If we approach 1 from the left, we're using the blue function, but if we approach 1 from the right, we're using the green function. So, we have
[tex]\displaystyle \lim_{x\to 1^-}f(x) = 0,\quad\lim_{x\to 1^+}f(x) = -1[/tex]
Since the left and right limits are different, the limit
[tex]\displaystyle \lim_{x\to 1}f(x)[/tex]
does not exist.
When we approach 0, we always use the blue function. Both halves of the blue function tend to 1 as x approaches zero. So, in this case, we have
[tex]\displaystyle \lim_{x\to 0^-}f(x) = \lim_{x\to 0^+}f(x) = 1 = \lim_{x\to 0}f(x)[/tex]
Note that the fact that, by definition, we have [tex]f(0)=2[/tex] doesn't mean that the limit is wrong, or that it doesn't exist.

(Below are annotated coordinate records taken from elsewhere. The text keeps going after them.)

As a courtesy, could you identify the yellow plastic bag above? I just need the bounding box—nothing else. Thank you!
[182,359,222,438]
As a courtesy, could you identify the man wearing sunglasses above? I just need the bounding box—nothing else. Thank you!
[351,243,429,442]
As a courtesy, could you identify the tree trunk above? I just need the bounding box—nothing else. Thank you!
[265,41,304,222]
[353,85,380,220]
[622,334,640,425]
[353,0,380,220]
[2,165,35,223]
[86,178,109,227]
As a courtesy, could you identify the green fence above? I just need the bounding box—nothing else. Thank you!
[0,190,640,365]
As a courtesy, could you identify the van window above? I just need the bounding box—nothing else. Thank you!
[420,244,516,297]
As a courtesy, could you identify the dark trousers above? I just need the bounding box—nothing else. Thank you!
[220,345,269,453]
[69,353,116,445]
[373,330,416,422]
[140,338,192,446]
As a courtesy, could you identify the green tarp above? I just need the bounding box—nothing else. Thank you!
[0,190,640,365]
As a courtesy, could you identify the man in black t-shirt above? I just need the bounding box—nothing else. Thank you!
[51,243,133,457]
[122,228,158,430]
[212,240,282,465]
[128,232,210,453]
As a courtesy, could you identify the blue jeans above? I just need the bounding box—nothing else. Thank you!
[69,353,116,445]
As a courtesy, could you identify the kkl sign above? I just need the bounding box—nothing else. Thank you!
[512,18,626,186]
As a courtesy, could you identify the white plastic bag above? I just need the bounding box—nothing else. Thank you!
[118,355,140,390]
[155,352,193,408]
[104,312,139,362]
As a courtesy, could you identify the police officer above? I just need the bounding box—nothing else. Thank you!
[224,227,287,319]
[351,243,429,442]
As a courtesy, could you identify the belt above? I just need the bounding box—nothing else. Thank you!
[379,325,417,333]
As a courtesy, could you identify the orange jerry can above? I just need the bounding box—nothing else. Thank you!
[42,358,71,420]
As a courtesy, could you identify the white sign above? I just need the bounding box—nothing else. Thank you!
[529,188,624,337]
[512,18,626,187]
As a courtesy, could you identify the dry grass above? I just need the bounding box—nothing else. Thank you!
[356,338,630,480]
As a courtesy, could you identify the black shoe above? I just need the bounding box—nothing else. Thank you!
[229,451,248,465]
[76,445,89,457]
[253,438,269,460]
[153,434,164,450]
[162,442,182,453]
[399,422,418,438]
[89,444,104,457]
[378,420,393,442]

It simply means that the function is not continuous, because we have
[tex]\displaystyle f(x_0)\neq \lim_{x\to x_0}f(x)[/tex]

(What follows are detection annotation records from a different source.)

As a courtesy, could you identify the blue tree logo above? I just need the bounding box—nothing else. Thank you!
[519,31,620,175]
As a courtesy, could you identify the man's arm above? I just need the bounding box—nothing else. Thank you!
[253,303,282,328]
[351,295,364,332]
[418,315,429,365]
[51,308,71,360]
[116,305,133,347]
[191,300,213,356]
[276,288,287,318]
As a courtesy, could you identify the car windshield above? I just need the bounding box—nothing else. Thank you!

As for -2, x can approach this value only from the left, because the function is not defined between -2 and -1. So, we have
[tex]\displaystyle \lim_{x\to -2}f(x) = \lim_{x\to -2^-}f(x) 0-\infty[/tex]
The limit as x approaches 3 is similar to the one where x approaches zero: the function is not defined at x=3, but the limit from both sides approaches -1:
[tex]\displaystyle \lim_{x\to 3^-}f(x) = \lim_{x\to 3^+}f(x) = -1 = \lim_{x\to 3}f(x)[/tex]
As for the limits as x approaches infinity, we have to deduce from the graph that the funtion grows indefinitely as x grows, i.e.
[tex]\displaystyle \lim_{x\to +\infty}f(x) = +\infty[/tex]
And that the function has no limit as [tex]x\to-\infty[/tex], because it has a sinusoidal behaviour, with an ever-growing amplitude.